Emsal Mahkeme Kararı İstanbul 18. Asliye Ticaret Mahkemesi 2023/686 E. 2023/739 K. 20.10.2023 T.

Görüntülediğiniz mahkeme kararı henüz kesinleşmemiştir. Yararlı olması amacıyla eklenmiştir.

T.C.
İSTANBUL
18. ASLİYE TİCARET MAHKEMESİ

ESAS NO : 2023/686 Esas
KARAR NO : 2023/739
DAVA : Kıymetli Evrak İptali (Çek İptali (Hasımsız))
DAVA TARİHİ : 19/10/2023
KARAR TARİHİ : 20/10/2023

Mahkememizde görülmekte olan Kıymetli Evrak İptali (Çek İptali (Hasımsız)) davasının yapılan açık yargılaması sonunda,
GEREĞİ DÜŞÜNÜLDÜ:
Davacı vekili dava dilekçesinde özetle; Müvekkilinin, … Bankası … Şubesi / … seri numaralı, 23/10/2023 keşide tarihli, keşide yeri İSTANBUL olan 350.000,00 TL bedelli tutarındaki çekin zilyedi ve çekin son hamili olduğunu, müvekkilinin zilyedi olduğu iş bu çeki bankaya ibraz edilmek üzere elinde tutmuş ise de vadesi geldiğinde çek alacak-verecek defterindeki kayıtlara bakarken, çekin olmadığını fark ettiğini ve tüm aramalara rağmen bulamadığını, çekin kaybolduğunun fark edilmesinden sonra müvekkili tarafından çekin keşidecisi olan firma ile irtibata geçildiğini, keşidecisi (… Sanayi Ticaret Limited Şirketi) tarafından muhatap bankaya gerekli talimat verildiğini, ancak çeki eline geçiren kişinin, çek karşılığını bankadan tahsil etmesi veya çeki işletmesi tehlikesi halen söz konusu olduğunu, çekin üçüncü şahısların eline geçmesinin müvekkili açısından telafisi imkânsız zararlar doğurabileceğini beyanla çek bedelinin bankadan alınmaması için öncelikle ödeme yasağı konulmasını, devamında da adı geçen çekin zayii nedeniyle iptaline karar verilmesini talep ve dava etmiştir.
DELİLLER VE GEREKÇE
Dava çek iptali istemine ilişkindir.
6100 sayılı Hukuk Muhakemeleri Kanunu’nun 19. maddesine göre; “(1) Yetkinin kesin olduğu davalarda, mahkeme yetkili olup olmadığını, davanın sonuna kadar kendiliğinden araştırmak zorundadır; taraflar da mahkemenin yetkisiz olduğunu her zaman ileri sürebilir. (2) Yetkinin kesin olmadığı davalarda, yetki itirazının, cevap dilekçesinde ileri sürülmesi gerekir. Yetki itirazında bulunan taraf, yetkili mahkemeyi; birden fazla yetkili mahkeme varsa seçtiği mahkemeyi bildirir. Aksi takdirde yetki itirazı dikkate alınmaz.

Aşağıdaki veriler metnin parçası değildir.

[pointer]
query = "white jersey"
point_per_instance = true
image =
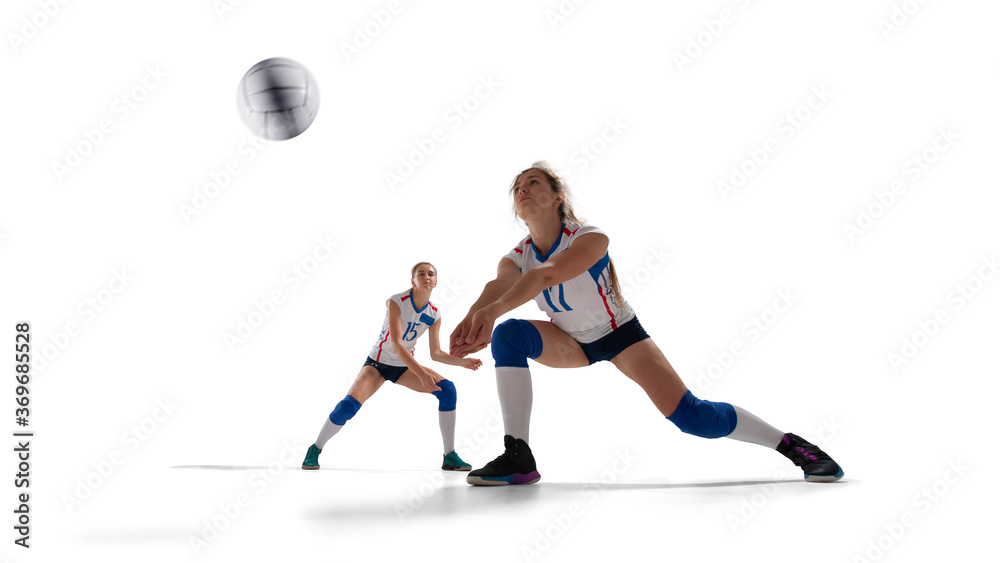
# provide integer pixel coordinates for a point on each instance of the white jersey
(414, 324)
(582, 306)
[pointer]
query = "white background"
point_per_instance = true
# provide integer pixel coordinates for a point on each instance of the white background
(237, 421)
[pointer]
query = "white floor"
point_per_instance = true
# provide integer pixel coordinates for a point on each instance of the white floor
(602, 503)
(801, 205)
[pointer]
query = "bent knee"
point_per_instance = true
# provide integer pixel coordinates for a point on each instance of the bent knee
(514, 341)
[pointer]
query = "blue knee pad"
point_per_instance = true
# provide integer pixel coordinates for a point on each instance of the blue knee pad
(514, 341)
(447, 396)
(703, 418)
(345, 410)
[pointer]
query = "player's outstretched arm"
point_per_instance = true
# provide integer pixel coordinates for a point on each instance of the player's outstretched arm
(507, 275)
(425, 377)
(584, 253)
(439, 355)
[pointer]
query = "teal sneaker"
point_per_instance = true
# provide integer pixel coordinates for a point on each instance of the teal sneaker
(454, 463)
(312, 458)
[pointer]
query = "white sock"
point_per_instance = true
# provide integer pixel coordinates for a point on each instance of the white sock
(447, 421)
(514, 388)
(751, 429)
(329, 429)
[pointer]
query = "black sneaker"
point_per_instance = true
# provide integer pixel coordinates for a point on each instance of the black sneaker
(516, 466)
(814, 462)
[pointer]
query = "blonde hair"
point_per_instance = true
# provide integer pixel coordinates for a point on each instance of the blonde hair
(566, 213)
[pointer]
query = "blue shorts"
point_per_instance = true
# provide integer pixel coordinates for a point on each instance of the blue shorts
(389, 373)
(613, 344)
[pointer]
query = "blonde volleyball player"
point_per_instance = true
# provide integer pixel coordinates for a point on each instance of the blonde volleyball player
(408, 315)
(564, 266)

6102 Sayılı TTK 818. maddesi (1). fıkrasına göre; “Poliçeye ait aşağıdaki hükümler çek hakkında da uygulanır: … s) İptal hakkındaki 757 ilâ 763 üncü maddelerle 764 üncü maddenin birinci fıkrası.”
6102 Sayılı TTK 757 maddesi (1). Fıkrasına göre; “İradesi dışında poliçe elinden çıkan kişi, ödeme veya hamilin yerleşim yerindeki asliye ticaret mahkemesinden, muhatabın poliçeyi ödemekten menedilmesini isteyebilir.”

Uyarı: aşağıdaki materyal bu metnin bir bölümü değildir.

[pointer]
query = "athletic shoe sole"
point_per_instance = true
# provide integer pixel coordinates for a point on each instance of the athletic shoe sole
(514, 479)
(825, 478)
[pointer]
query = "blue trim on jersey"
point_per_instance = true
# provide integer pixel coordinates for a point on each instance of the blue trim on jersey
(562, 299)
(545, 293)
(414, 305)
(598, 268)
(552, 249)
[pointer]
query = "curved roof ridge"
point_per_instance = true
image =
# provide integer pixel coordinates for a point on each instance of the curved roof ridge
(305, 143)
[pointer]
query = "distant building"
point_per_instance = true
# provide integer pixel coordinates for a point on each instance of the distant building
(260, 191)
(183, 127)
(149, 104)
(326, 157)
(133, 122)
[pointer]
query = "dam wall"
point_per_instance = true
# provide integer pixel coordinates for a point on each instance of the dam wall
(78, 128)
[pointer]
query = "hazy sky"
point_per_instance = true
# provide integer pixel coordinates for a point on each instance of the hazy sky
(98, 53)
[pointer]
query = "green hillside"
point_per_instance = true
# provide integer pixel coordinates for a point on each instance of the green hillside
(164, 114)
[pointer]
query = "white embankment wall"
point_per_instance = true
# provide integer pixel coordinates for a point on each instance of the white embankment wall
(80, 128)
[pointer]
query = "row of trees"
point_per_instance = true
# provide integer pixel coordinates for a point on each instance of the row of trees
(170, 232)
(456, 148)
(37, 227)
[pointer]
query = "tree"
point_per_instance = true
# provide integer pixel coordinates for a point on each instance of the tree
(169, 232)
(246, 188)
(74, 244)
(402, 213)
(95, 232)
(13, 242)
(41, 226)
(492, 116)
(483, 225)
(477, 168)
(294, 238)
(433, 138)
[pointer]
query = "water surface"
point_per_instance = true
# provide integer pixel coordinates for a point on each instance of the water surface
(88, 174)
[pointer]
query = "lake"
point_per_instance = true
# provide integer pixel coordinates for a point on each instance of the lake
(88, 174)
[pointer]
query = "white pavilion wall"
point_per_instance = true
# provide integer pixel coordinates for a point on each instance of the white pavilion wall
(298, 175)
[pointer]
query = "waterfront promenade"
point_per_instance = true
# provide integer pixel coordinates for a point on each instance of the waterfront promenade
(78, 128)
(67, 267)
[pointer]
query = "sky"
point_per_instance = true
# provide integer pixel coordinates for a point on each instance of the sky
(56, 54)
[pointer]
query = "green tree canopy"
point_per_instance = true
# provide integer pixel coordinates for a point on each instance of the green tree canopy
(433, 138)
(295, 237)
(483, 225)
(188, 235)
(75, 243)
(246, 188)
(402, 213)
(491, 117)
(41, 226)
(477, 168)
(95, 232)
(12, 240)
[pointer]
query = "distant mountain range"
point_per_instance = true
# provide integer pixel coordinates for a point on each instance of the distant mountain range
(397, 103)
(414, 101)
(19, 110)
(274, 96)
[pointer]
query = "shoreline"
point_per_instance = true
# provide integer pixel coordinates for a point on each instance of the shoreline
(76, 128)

Dava tarihinden önce 01.07.2012 tarihinde yürürlüğe giren 6102 sayılı Türk Ticaret Kanununun 818/I-s. maddesi, poliçenin iptale ilişkin 757 ilâ 763. madde hükümlerinin çek yönünden de uygulanacağı yönünde düzenleme sevk etmiş olup, aynı Kanunun 757/I. maddesi ve 30.06.2012 tarihinde yayımlanarak yürürlüğe giren ve 6102 sayılı TTK’nın 4 ve 5. maddelerinde değişiklik öngören 6335 sayılı Kanun gereğince kıymetli evrakın zayii nedeniyle iptali isteminde görevli mahkemenin Asliye Ticaret Mahkemesi olduğu düzenlenmiştir. Aynı Kanunun 757/1. maddesinde iradesi dışında poliçe elinden çıkan kişinin, ödeme veya hamilin yerleşim yerindeki asliye ticaret mahkemesinden, muhatabın poliçeyi ödemekten menedilmesini isteyebileceği, 759/1. maddesinde ise poliçeyi eline geçiren kişi bilinmiyorsa, poliçenin iptaline karar verilmesi istenebileceği hususu düzenlenmiştir.

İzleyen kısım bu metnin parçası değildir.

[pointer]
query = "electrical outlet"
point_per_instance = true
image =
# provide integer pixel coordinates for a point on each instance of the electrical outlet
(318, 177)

Somut uyuşmazlığın incelenmesinde; davacının hamili olduğu çeki kaybettiğini, çekin tedavüle girerek mağduriyetlere yol açabileceğini belirterek dava konusu çeke ihtiyati tedbir kararı verilerek ödeme yasağı konulmasını ve kayıp nedeni ile iptaline karar verilmesini talep ve dava etmiştir. Dava konusu uyuşmazlığa konu çekin ödeme yeri muhatap bankanın bulunduğu Bahçeşehir’dir. Çekin ödeme yeri dikkate alındığında ödeme yeri yargı sınırlarımız içerisinde yer almadığından, mahkememizin ödeme yeri açısından yetkisiz olduğu kanaatine varılmıştır.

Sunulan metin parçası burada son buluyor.